Auerbach’s guitar seemed to be dialed permanently to melting level, while Carney’s thundering drums wavered this way and that, tempo-wise, as the energy level dictated, proving no “click track” was used, and leaving no doubt that humans were entirely responsible for the band’s power-soul sound.

This music was alive.

From the opening song, a speedy version of Howlin’ For You, the Black Keys served up one low-fi, bluesy stomper after another, the performances delivered with neither artifice nor inhibition. Dead and Gone, a new one, evoked the old-school R&B groove.

Others brought forth visions of the Crossroads where the devil offered that deal to Robert Johnson, or something like that. The roots of the American blues runs pretty deep for two white guys from Ohio.

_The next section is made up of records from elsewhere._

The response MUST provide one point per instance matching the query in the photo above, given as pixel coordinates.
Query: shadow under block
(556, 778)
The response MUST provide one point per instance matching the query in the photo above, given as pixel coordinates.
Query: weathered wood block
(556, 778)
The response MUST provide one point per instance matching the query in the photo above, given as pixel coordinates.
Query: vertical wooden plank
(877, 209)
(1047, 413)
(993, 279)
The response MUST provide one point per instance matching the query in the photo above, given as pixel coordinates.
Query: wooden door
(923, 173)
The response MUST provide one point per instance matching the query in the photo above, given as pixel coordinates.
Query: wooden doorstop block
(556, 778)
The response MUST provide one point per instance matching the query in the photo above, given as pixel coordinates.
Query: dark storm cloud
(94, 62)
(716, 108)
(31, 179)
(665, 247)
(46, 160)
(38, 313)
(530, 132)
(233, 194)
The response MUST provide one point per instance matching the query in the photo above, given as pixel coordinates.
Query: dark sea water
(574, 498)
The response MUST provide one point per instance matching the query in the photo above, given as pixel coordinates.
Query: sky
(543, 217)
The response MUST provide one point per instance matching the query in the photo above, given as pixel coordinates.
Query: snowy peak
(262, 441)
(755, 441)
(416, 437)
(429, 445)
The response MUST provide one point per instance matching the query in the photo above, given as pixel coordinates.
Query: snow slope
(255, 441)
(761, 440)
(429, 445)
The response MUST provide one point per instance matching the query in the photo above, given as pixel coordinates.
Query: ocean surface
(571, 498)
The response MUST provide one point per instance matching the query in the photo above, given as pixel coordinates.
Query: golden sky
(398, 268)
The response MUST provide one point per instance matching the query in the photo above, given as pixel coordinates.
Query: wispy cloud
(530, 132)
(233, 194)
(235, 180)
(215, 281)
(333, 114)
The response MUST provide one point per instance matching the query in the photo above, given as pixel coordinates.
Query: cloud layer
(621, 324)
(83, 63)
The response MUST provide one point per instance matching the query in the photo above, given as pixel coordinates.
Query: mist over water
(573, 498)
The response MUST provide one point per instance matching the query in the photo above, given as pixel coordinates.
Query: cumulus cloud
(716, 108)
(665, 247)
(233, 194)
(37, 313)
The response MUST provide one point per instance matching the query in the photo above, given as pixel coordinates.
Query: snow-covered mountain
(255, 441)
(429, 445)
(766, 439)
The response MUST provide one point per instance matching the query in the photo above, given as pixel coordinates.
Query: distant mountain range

Whether they had their backing band or not didn’t seem to matter. A section with just the two of them was no mellow interlude, no trick of minimalist, but a passionate, free-wheeling jam.

When the full ensemble came back to put Little Black Submarine into overdrive, the crowd lost its collective mind. And they hadn’t even gotten to Tighten Up.

Ending the set proper to leave the crowd wanting more — like last year’s show, the band played only about 80 minutes, tops — was the band’s latest massive hit single, Lonely Boy. There was great rejoicing.

This power duo thing is starting to catch on, thanks to the Black Stripes. The White Keys. Make that The White Stripes. There’s an entire piano in there somewhere.

And weren’t we talking about Nickelback there for awhile? Well, never mind.

Are the bands from the UK with similar sensibilities? It was a treat to see the opening act the Arctic Monkeys after 10 years of high expectations, thanks to the British music press being so frightfully up to date on the coolest bands in the UK, and therefore the world.

Live, first time in Edmonton, the band was slightly underwhelming, somewhat scattered.

See, there are only two kinds of rock bands: those to which you bang your head up and down, and those to which you bob your head from side to side. Important difference. A rock band tries to do both at its peril.

Some interesting moments came out of the split personality style: greasy, dirty, rawboned, back-alley surf punk, as if you could surf on the frigid North Sea, and other moments that sounded like a low-fi Oasis.

Give the Monkeys this much: there aren’t many bands to properly compare it to. They sound like they invented most of its sound with no outside input whatsoever. These days, that’s practically a miracle.